External principal supervisors Peter Hammond from KI Conservation Landowners Association and associate professor Topa Petit from UniSA represent an alliance of stakeholders in the project.
"The students understood the brief well, were motivated, and delivered excellent work," Mr Hammond said.
"We are now in a position to calculate very quickly the ground and canopy covers from photos that we take in the field.
"Cover is an indicator of vegetation recovery at 750 pygmy-possum and bat nest box locations that we monitor. We have thousands of photos and it would not be possible to calculate cover manually."
The students evaluated existing apps and used a combination of existing software and new scripts to facilitate photo processing. Hundreds of photos can be processed in a few seconds.
Dr Grossmann was proud of the students' achievements.
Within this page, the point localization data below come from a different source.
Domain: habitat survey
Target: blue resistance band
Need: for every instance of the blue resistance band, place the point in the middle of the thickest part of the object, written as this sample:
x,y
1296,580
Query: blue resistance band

"They were selected from the cohort and had the privilege to present their work to a large audience at the Project Fair Day at UniSA," he said. "They won the prize for best poster."
Mr Simpson, who managed the project, said the students learned about ecology and Kangaroo Island in the process.
"It was something different to what we normally get to work on, and quite an eye opener," he said.
Mr Cava also enjoyed the interdisciplinary challenge.
"It was exciting to learn to communicate and work closely with environmental scientists, and to produce something that is going to help ecological research in bushfire recovery on Kangaroo Island," he said.
"We are now keen to publish the method, and to make it available for free."
Dr Petit said the work had applications not only for bushfire recovery, but also for many ecological projects and agriculture.
"It has been a complex endeavour, but well worth it. We are really pleased to have this tool to allow us to link wildlife recovery to an indicator of vegetation recovery."